The open source law reflected in the ‘LII’ phenomena has spread its wings around the world – there are about 12 or 13 other similar institutes around the world, including WorldLII (www.worldlii.org), ComLII (www.comlii.org) and the renoun AustLII (www.austlii.org). Over 270 databases from 48 jurisdictions in 20 countries were included in the initial release of WorldLII. Databases of case-law, legislation, treaties, law reform reports, law journals, and other materials are included and are free.
Bigger law firms will continue to use Wexis for a long time. The established vendors have the most current and comprehensive databases. But Fastcase and similar websites can be used for quick searches and to cross-check citations and has a phenomenal niche serving smaller firms that can’t afford Wexis.
Legal Research 2.0
The arduous task ahead for such legal research sites begins with digitising all of the court records. Computers then have to be programmed to determine whether a holding in a case has been overruled or altered by a subsequent decision; a task presently carried out by an army of lawyers and editors at Westlaw, Lexis and other law reporters around the world.

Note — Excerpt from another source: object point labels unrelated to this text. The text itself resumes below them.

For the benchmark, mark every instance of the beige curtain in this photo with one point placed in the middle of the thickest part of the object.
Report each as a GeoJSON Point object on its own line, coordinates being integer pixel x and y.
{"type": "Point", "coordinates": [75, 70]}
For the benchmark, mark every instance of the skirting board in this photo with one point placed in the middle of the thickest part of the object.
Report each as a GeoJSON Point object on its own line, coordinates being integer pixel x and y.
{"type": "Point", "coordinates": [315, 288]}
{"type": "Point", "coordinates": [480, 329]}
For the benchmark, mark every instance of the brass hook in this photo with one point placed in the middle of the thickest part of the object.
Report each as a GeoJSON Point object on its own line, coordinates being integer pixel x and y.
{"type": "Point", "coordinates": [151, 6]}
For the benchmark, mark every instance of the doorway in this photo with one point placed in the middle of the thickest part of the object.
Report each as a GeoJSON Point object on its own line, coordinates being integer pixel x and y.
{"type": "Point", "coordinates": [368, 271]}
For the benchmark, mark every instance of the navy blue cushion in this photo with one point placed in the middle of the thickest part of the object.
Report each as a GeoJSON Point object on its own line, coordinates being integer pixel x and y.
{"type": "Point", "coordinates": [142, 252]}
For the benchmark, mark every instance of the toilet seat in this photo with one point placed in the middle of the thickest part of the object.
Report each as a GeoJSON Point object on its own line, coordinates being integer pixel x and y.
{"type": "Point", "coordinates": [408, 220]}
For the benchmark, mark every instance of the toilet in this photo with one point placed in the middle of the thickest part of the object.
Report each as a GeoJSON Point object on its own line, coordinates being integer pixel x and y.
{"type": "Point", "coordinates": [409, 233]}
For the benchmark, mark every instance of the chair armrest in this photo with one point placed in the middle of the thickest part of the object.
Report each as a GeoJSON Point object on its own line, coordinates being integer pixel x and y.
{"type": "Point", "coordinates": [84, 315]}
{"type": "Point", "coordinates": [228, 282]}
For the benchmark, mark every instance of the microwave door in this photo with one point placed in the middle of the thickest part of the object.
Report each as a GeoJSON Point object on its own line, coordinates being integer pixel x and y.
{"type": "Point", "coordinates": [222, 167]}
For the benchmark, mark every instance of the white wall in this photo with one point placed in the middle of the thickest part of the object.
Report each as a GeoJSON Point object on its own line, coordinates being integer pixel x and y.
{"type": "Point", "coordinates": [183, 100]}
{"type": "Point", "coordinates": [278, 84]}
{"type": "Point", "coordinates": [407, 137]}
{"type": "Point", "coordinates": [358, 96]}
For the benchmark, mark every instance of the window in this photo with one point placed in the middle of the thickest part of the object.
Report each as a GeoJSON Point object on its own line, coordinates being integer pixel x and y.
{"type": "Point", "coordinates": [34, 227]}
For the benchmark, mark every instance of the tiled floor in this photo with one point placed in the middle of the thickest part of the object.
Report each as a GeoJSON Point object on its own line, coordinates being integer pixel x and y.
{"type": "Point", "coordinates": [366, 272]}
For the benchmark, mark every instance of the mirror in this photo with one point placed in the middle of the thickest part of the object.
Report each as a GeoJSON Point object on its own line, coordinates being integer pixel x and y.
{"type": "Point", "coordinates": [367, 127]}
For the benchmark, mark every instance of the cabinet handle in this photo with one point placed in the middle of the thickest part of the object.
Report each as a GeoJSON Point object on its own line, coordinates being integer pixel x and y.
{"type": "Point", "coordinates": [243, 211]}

Interestingly, what lawyers do when researching legal materials (ie. Looking through old court decisions to find arguments that will help their cause; Ranking those cases according to a well-established hierarchy: decisions that have been cited frequently by other judges are considered more reliable than ones that nobody cites; appeals courts rank higher than trial courts; recent decisions trump old, stale ones) is quite similar to what Google’s software algorithms do with Web sites. Google’s servers use similar logic, ranking Web sites according to how many other sites link to them and how lofty the referring sites are in the ranking.
This similarity struck Thomas Smith, a professor at the University of San Diego School of Law. His research showed that citations display a highly skewed distribution, similar to that of links among Web sites. Out of 4 million cases he studied, 400,000 weren’t cited at all, and 773,000 were cited only once. Only 0.3% had been cited more than 500 times.
Smith and Tomarchio (the mathematician who assisted him) used this knowledge to develop a free legal search engine called PreCydent. In tests Smith and others have shown that PreCydent turns up those cases legal experts consider the most authoritative more reliably than any of the existing legal-research services.
Fastcase is working on new ways to display data, including a chart that sorts cases by relevance and time. Type in a search term or phrase and Fastcase displays a field of circles. The largest circles will probably be around the key decisions relevant to the search term. Click on the circle and the case is displayed, with hypertext links to other cases cited within it and to cases that cite it. This is a fundamental change from the way legal research has been performed since the mid-1700s, when Sir William Blackstone revolutionised the practice of law by putting English common-law cases into categories. All modern law reporters index cases according to preset legal topics, lumping them into categories in much the same way as Blackstone did. Tradition may now be an obstacle. PreCydent and Fastcase are working on new ways of doing legal research, leveraging on smart programmers and cheap computing power.
It remains to be seen if such revolutionary ways of doing legal research will find acceptance among the conservation legal fraternity. However, after doing things the ‘usual way’ for over 200 years, what is wrong with using technology developed for the internet for making (hopefully) legal research faster, more reliable and easier?